French leave, part 2

No apologies for the above photo. I know it’s not a Bristol but it is one of my favourite cars, in terms of looks, ever built – the De Tomaso Mangusta, so called of course because the mongoose eats cobras… Another trip to France in the 410 last weekend, this time for the Le Mans Classic. The Mangusta was parked in the paddock area, and I expect was the most orange car on site by some margin. We had a smooth drive down in torrential rain from the Eurotunnel to Le Mans, in convoy with friends in a lovely 1970 Porsche 911 2.2. Tim in the Porsche was slightly startled to discover quite how fast a laden Bristol could go, and rapidly had to change his expectation that having to dawdle down with a lumbering saloon would delay his trip!
Once in Le Mans and installed in the gîte in Mulsanne, an excellent dinner was procured from L’Auberge des 7 Plats in the beautiful old town of Mans. €19 for three courses of excellent Sartois cooking – it’s not just the roads that we go to France for.

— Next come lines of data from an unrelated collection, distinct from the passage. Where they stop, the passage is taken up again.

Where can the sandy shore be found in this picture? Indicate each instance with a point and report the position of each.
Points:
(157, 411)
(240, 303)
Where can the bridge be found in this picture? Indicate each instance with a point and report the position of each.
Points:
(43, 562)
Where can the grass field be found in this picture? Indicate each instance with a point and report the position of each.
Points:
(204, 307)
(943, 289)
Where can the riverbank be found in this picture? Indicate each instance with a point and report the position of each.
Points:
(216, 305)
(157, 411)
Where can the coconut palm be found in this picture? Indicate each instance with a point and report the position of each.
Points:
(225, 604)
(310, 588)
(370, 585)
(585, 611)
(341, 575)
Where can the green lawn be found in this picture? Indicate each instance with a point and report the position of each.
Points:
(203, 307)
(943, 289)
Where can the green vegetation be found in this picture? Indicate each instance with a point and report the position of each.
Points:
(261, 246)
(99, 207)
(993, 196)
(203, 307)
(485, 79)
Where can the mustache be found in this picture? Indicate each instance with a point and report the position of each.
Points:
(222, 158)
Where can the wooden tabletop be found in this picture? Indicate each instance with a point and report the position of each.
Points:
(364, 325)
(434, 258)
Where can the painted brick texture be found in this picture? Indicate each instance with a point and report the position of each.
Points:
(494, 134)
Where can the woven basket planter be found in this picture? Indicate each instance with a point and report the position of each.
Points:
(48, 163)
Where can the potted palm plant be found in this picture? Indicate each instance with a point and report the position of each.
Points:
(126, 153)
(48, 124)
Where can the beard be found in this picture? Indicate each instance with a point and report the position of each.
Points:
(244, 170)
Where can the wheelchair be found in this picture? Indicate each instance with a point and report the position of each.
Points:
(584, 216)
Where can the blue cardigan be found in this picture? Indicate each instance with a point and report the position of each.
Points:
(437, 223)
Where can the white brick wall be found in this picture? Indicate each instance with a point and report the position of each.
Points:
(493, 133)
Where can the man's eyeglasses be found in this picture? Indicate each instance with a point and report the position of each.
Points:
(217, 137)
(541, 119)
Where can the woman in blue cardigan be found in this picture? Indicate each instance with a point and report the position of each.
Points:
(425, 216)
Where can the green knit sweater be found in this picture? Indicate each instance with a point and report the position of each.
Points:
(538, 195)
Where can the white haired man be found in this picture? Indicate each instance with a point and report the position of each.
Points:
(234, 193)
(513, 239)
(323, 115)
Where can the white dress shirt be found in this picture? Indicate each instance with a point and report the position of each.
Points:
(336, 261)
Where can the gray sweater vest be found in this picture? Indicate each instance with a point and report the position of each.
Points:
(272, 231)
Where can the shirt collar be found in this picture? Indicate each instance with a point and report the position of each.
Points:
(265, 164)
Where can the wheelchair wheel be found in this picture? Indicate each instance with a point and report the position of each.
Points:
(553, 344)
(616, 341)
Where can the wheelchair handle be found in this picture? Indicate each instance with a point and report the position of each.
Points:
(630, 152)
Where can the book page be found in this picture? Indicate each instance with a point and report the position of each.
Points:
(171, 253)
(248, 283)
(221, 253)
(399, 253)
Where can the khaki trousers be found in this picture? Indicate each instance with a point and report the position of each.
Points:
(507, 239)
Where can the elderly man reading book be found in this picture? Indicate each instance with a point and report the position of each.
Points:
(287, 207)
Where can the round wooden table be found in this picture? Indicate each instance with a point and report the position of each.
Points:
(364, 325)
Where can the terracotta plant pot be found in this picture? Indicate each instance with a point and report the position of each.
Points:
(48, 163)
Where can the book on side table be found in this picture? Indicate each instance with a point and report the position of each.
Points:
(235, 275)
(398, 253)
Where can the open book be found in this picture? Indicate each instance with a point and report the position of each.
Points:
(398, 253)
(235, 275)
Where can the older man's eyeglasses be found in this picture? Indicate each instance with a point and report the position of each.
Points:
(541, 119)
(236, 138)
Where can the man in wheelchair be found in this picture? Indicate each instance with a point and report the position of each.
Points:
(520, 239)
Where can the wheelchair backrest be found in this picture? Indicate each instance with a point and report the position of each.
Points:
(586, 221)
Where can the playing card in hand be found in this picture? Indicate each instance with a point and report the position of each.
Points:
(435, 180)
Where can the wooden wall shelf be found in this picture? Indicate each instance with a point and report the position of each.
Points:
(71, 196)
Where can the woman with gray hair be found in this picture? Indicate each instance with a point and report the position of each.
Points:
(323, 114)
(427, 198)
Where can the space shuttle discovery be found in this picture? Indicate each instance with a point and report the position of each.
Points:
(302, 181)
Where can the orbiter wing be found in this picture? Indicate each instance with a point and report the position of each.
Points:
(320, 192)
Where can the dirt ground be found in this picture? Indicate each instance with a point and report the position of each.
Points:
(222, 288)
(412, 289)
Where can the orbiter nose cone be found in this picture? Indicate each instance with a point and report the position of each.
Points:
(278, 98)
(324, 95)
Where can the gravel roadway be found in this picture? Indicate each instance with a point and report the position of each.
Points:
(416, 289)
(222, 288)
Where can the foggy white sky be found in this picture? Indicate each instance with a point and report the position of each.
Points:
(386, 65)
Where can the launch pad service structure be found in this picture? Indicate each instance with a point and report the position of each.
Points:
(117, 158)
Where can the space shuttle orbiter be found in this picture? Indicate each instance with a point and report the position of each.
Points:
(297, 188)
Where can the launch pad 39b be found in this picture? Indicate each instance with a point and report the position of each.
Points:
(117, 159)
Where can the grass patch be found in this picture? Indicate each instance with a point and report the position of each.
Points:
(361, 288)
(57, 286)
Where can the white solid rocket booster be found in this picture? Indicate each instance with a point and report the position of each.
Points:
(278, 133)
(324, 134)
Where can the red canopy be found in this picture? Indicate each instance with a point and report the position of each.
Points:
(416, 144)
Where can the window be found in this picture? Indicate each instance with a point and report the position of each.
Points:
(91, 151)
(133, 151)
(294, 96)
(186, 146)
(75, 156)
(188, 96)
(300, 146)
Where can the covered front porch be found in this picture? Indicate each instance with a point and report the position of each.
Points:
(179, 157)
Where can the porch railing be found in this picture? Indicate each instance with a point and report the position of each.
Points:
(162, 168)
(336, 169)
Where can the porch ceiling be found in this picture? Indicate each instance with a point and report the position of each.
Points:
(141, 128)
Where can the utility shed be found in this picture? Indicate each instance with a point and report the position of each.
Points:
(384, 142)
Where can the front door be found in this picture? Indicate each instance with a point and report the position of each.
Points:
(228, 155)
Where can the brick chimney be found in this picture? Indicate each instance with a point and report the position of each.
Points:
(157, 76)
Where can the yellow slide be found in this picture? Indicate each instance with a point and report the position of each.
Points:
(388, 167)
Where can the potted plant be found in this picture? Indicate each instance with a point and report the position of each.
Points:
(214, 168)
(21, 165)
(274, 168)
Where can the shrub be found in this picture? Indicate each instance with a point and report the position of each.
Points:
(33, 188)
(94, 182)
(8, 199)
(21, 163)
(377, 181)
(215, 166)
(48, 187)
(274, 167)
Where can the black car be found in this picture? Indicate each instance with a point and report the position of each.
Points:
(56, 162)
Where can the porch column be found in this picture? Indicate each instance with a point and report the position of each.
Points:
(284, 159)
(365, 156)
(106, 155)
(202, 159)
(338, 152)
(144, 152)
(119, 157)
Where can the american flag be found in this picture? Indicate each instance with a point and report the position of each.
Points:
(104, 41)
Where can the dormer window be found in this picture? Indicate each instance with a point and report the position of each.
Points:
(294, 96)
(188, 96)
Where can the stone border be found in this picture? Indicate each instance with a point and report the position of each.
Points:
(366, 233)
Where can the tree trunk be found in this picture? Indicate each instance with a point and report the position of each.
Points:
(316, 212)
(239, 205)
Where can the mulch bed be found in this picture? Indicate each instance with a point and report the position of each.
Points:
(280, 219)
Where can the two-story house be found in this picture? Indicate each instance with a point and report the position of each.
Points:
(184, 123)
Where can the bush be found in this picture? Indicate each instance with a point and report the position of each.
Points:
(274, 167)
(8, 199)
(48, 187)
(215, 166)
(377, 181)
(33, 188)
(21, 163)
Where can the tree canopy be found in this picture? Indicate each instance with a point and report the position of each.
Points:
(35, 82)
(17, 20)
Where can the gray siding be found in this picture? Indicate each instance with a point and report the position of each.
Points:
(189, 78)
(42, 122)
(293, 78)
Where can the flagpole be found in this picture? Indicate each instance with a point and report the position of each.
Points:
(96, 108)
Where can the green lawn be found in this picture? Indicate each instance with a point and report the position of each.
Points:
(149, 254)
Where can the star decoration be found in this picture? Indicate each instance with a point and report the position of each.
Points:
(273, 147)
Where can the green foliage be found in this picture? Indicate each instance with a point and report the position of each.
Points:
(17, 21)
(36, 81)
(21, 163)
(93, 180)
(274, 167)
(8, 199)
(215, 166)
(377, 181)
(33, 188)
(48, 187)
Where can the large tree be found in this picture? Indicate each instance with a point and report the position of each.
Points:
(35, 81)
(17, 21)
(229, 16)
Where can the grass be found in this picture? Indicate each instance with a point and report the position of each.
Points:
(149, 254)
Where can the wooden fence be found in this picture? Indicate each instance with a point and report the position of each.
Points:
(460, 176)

The next day, Friday, was practice and qualifying, so we made it to the circuit in time to see BOC members Michael Parr and Andrew Mitchell on track in Michael’s BMW 328 in the pre-war class. They looked good and I think qualified as the highest placed 328. Also in that group were two of three Talbots that won the three-litre class in the 1934 Alpine Trial. These cars were very interesting for me, as my own grandfather had competed in that Trial, in a Lancia Augusta, winning a Glacier Cup, and it was nice to have a personal connection with something there. I spoke to one of the owners of them now, who seemed interested that his car had beaten my grandfather all those years ago. I resisted the temptation to put pins in the tyres and wished him every luck instead. I don’t think he needed it though – the pre-war class was pretty well sown up by the Talbots, which are clearly even more competitive today than 74 years ago. As an aside, the Lancia still exists also. I tracked it down a few years ago after finding its purchase receipt and early service documents when clearing out an old box full of my grandfather’s papers. It is currently residing in Belgium and the owner was over the moon to find out its early history. He had had no idea it had been successfully rallied in period, although this has no doubt increased his insurance premium somewhat.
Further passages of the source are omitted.